Aus ätiopathogenetischer Sicht kann man grundsätzlich unterteilen in:

  • UAW Typ A: Nicht-immunologische (augmented - pharmakologisch-toxische) Arzneimittelreaktionen, 70-80% der UAW  (vorhersehbar)
    • Überdosierung
    • Bekannte oder unbekannte Toxizität
    • Interaktionen
    • Teratogenität;
  • UAW Typ B: "Bizarre" Überempfindlichkeitsreaktion auf Arzneimittel; aufgrund der pharmakologischen Eigenschaft nicht erklärbar; (nicht-vorhersehbar oder unerwartet) unerwünschte Arzneimittelreaktion. Derartige Reaktionen treten nur bei speziell disponierten Patienten auf. Hierbei lassen sich 2 Formen unterscheiden:
    • Arzneimittel-Allergie (die Überempfindlichkeit beruht auf einer immunologischen Reaktion (Typ I - Typ VI - erweitert nach Coombs und Gell; die T-zellulären Typ IV-Arzneimittelreaktionen werden zusätzlich noch in die Typen IVa-d unterteilt; s.u. Immunologische Arzneimittelallergie)
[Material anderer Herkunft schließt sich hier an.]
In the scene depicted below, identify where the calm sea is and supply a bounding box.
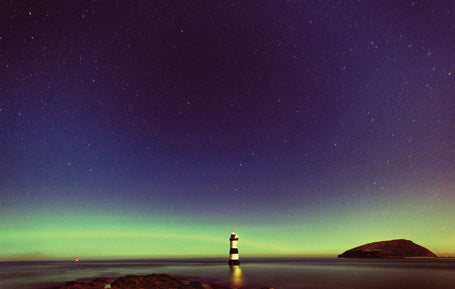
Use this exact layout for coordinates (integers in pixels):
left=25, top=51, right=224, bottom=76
left=0, top=258, right=455, bottom=289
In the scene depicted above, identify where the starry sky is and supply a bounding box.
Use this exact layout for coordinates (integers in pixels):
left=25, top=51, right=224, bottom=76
left=0, top=0, right=455, bottom=260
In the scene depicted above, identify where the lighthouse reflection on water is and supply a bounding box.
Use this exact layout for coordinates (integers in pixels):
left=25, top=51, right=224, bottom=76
left=229, top=265, right=243, bottom=289
left=229, top=232, right=243, bottom=288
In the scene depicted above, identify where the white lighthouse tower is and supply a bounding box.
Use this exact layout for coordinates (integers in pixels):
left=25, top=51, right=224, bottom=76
left=229, top=232, right=240, bottom=266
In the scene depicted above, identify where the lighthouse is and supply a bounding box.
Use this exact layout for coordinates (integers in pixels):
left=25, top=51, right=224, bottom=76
left=229, top=232, right=240, bottom=266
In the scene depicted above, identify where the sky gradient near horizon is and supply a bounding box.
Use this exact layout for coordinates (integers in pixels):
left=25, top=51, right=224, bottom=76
left=0, top=1, right=455, bottom=260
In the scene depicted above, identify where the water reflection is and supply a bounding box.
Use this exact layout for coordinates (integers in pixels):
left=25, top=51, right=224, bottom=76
left=229, top=265, right=243, bottom=289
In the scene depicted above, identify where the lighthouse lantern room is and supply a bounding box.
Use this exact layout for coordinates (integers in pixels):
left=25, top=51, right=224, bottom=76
left=229, top=232, right=240, bottom=266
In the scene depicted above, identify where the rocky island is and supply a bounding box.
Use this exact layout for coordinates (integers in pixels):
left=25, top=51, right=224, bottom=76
left=338, top=239, right=437, bottom=259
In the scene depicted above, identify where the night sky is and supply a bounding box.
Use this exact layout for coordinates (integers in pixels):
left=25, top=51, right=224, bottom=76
left=0, top=0, right=455, bottom=259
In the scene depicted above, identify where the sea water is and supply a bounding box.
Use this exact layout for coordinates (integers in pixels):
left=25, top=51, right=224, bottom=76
left=0, top=258, right=455, bottom=289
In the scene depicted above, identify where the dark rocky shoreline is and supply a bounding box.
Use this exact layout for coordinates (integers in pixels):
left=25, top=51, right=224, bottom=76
left=54, top=274, right=267, bottom=289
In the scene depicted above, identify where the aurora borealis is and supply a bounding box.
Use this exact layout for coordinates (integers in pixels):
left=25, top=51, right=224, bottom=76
left=0, top=1, right=455, bottom=260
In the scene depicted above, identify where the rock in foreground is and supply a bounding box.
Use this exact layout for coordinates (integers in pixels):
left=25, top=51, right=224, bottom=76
left=338, top=239, right=437, bottom=258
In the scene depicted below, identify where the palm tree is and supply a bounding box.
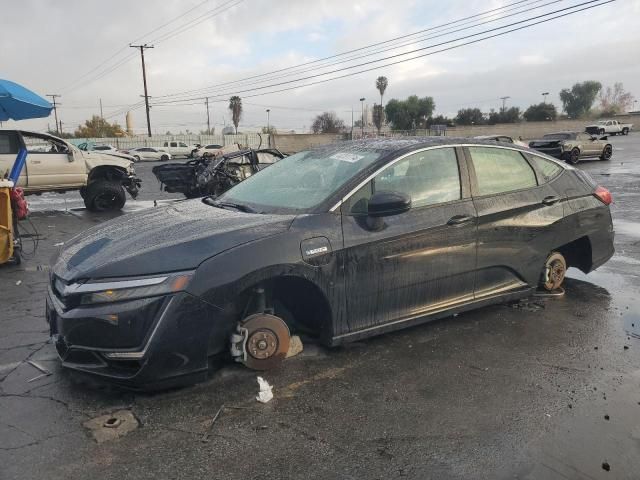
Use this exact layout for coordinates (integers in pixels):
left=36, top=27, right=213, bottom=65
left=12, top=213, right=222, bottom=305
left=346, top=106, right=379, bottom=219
left=376, top=77, right=389, bottom=105
left=229, top=95, right=242, bottom=135
left=376, top=76, right=389, bottom=128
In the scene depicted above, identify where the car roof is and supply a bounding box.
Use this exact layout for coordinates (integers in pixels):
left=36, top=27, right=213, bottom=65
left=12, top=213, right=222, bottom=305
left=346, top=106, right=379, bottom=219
left=310, top=137, right=528, bottom=154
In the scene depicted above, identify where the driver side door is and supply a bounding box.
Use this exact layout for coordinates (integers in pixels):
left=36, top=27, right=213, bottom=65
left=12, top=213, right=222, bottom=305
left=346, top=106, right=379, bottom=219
left=341, top=147, right=477, bottom=331
left=22, top=134, right=86, bottom=190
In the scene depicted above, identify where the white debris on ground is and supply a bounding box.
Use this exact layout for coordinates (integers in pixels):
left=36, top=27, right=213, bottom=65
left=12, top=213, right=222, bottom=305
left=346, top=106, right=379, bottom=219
left=285, top=335, right=304, bottom=358
left=256, top=377, right=273, bottom=403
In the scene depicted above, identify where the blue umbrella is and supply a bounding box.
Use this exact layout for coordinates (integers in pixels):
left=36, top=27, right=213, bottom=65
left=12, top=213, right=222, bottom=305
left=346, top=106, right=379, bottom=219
left=0, top=79, right=53, bottom=122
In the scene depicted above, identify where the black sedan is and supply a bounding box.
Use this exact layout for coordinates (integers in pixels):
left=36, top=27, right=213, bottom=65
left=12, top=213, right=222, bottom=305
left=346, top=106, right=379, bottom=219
left=47, top=137, right=614, bottom=388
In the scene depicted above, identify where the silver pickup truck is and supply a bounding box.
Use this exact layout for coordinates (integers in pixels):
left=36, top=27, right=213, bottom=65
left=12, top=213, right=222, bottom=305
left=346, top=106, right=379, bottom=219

    • Nicht-immunologische Arzneimittelüberempfindlichkeit (ein immunologischer -allergischer - Mechanismus ist nicht nachweisbar:
    • Arzneimittelintoleranz: typische Symptome der pharmakologischen Wirkung (Toxizität) entwicklen sich bereits bei niedrigen Dosen, die üblicherweise toleriert werden.
    • Arzneimittelidiosynkrasie: die Symptome unterscheiden sich von der pharmakologischen Substanzwirkung. Reaktionen mit Symptomen, die allergischen Erkrankungen entsprechen, werden auch als Pseudoallergien bezeichnet.